3:51 pm on Feb 9, 2010 (gmt 0)

WebmasterWorld Senior Member bwnbwn is a WebmasterWorld Top Contributor of All Time 5+ Year Member Top Contributors Of The Month



That is great news.

Last week I was asked for some help. This is how problems begin.
Friend1 was contacted to build a wesite for a friend2 business. The business owner knows zit on internet, friend1 building the site knows less that zit on how to do it correctly.

Friend1 was going to register the domain for friend2 to help get it started. Great but when I asked him who was going to be the contact and admin of the domain I was told by the friend1 building the simple site he was going to register it under his name.

NO NO NO do not do this.
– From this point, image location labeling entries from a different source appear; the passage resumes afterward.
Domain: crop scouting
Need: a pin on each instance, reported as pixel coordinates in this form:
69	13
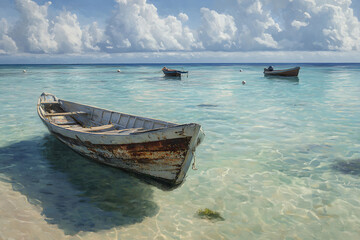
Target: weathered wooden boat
155	148
291	72
172	72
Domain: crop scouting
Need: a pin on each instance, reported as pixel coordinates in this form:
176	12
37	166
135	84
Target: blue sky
38	31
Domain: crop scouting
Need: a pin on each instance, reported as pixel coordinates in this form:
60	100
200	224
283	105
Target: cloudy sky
68	31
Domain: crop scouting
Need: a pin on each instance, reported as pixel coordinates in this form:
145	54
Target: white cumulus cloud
137	26
7	44
67	33
217	30
31	32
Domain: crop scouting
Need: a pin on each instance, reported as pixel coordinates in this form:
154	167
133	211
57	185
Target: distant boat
159	149
172	72
291	72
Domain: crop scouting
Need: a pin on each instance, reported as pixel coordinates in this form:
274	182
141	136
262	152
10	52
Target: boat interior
84	118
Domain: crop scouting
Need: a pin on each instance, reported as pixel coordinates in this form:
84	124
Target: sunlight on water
280	160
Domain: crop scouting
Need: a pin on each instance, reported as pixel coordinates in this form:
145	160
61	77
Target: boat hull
173	73
292	72
163	154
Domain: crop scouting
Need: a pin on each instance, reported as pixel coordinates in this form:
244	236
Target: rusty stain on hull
163	154
155	148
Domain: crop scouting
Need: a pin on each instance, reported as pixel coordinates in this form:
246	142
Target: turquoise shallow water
280	160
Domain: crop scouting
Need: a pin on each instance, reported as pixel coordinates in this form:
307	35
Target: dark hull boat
172	72
291	72
153	148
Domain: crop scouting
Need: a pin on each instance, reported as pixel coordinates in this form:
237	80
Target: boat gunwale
112	134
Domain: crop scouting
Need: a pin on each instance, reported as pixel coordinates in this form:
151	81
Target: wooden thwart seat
99	128
64	114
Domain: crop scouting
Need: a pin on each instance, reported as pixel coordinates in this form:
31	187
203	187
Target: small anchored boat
291	72
154	148
172	72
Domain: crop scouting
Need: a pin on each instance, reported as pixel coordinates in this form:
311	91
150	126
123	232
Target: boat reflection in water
74	193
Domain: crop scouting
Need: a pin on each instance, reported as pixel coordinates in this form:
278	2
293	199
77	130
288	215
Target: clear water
281	157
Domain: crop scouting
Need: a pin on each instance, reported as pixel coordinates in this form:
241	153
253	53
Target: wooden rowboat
291	72
172	72
159	149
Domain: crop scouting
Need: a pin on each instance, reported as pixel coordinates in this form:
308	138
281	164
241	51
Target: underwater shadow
347	166
75	193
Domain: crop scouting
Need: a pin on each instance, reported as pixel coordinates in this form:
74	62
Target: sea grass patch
209	214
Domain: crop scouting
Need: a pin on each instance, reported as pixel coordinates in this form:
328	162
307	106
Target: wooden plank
64	114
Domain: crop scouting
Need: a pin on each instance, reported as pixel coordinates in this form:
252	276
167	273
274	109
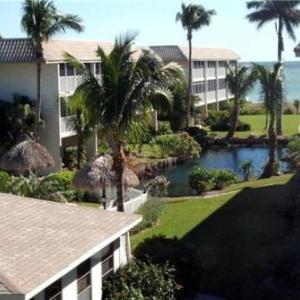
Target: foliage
5	181
179	145
246	169
34	187
141	280
160	250
203	179
151	211
17	120
220	121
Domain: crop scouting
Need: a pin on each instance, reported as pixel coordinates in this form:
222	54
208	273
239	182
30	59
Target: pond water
228	158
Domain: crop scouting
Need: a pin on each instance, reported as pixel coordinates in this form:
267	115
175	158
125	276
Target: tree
239	81
271	90
80	124
41	21
126	91
192	17
286	16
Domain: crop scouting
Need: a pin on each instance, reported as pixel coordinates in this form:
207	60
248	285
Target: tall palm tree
192	17
271	90
240	81
80	123
41	21
286	16
126	91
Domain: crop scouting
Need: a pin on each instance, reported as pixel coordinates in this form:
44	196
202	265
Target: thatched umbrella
27	156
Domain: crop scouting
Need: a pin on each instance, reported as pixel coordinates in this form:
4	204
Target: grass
257	122
237	235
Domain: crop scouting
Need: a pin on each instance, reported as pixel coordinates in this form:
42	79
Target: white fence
136	199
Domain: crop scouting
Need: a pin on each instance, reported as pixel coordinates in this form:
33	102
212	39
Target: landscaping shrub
186	261
151	211
179	145
141	280
204	180
5	181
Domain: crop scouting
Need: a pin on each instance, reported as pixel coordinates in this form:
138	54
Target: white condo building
59	80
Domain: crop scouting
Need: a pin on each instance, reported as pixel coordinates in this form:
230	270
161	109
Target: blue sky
155	22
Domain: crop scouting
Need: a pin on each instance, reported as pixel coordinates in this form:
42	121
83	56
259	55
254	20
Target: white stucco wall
21	78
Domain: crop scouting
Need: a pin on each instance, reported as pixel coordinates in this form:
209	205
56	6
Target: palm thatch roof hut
27	156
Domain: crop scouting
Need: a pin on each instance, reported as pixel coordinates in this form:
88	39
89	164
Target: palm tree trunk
280	48
270	168
188	110
233	120
38	106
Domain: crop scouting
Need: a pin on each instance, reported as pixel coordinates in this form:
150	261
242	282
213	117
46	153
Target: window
62	70
212	84
198	64
108	261
54	291
222	84
211	64
84	281
70	70
199	87
97	68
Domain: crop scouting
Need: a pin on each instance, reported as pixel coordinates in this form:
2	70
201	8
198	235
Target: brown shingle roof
21	50
39	239
182	53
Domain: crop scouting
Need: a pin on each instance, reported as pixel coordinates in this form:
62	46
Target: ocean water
291	81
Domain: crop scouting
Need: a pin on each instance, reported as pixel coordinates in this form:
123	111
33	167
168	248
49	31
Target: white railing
65	127
136	199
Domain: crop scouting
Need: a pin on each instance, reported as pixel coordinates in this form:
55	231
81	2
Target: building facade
209	69
59	251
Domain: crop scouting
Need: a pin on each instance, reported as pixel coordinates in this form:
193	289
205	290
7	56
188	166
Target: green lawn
237	235
257	122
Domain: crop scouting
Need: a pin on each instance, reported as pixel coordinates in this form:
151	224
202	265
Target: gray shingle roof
179	53
39	239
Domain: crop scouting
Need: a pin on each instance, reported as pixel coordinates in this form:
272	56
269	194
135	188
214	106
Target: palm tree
126	91
79	122
286	16
271	90
41	21
192	18
239	81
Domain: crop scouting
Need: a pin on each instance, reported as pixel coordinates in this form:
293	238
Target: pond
228	158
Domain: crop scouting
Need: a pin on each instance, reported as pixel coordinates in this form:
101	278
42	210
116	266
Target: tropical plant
271	91
240	81
80	123
41	21
141	280
246	169
127	90
192	17
286	16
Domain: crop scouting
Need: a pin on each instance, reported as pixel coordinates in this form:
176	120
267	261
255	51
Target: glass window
84	281
62	70
54	292
70	70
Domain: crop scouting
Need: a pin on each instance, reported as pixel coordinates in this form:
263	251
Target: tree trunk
270	168
38	105
280	49
119	161
188	109
233	120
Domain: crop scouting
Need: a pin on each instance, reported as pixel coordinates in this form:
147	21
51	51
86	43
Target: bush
151	211
5	181
186	261
141	280
179	145
204	180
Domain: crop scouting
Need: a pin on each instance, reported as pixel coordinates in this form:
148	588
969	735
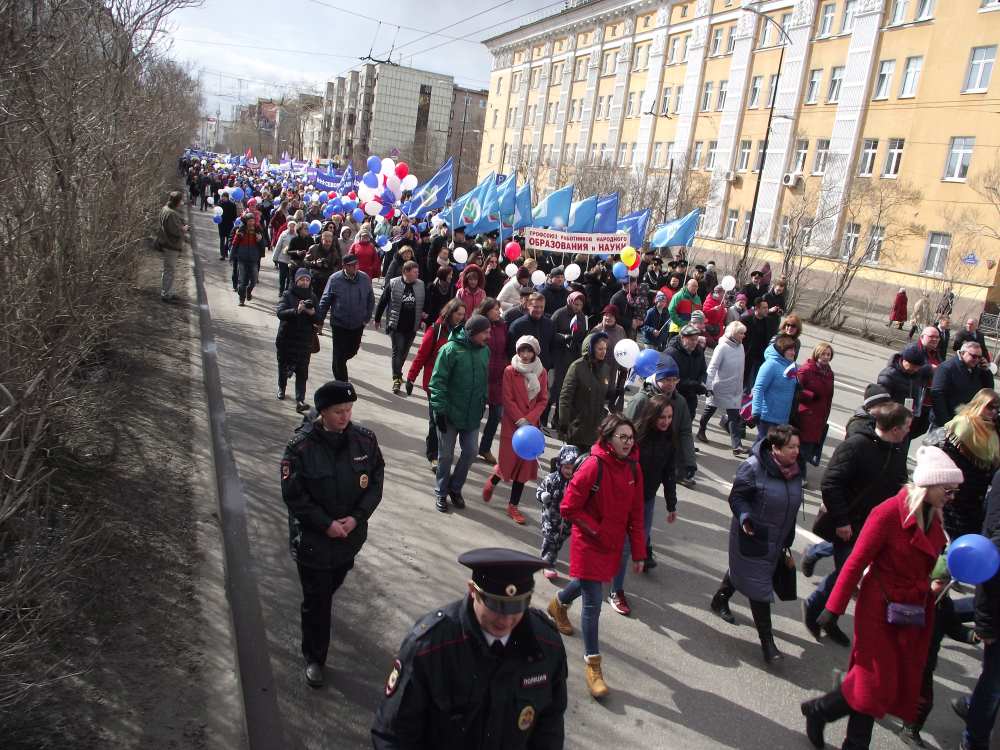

Open an account under their name, email address and correct contact info do it the right way.

What happens if the site becomes a million dollar site, what happens if you and him have a spat, what happens if you die? I hope he doesn't do it like he said as all I can see is problems down the road.

This is how a mess starts and usually ends in problems very rarely good as leapforward'd did, most end with bitter feelings.

piatkow

5:06 pm on Feb 9, 2010 (gmt 0)

WebmasterWorld Senior Member piatkow is a WebmasterWorld Top Contributor of All Time 5+ Year Member Top Contributors Of The Month



Of course in bwnbwn's example "friend1" has probably gone to a company specialising in the amature market who has set up a system that requires the registered name to be the name on the payment card.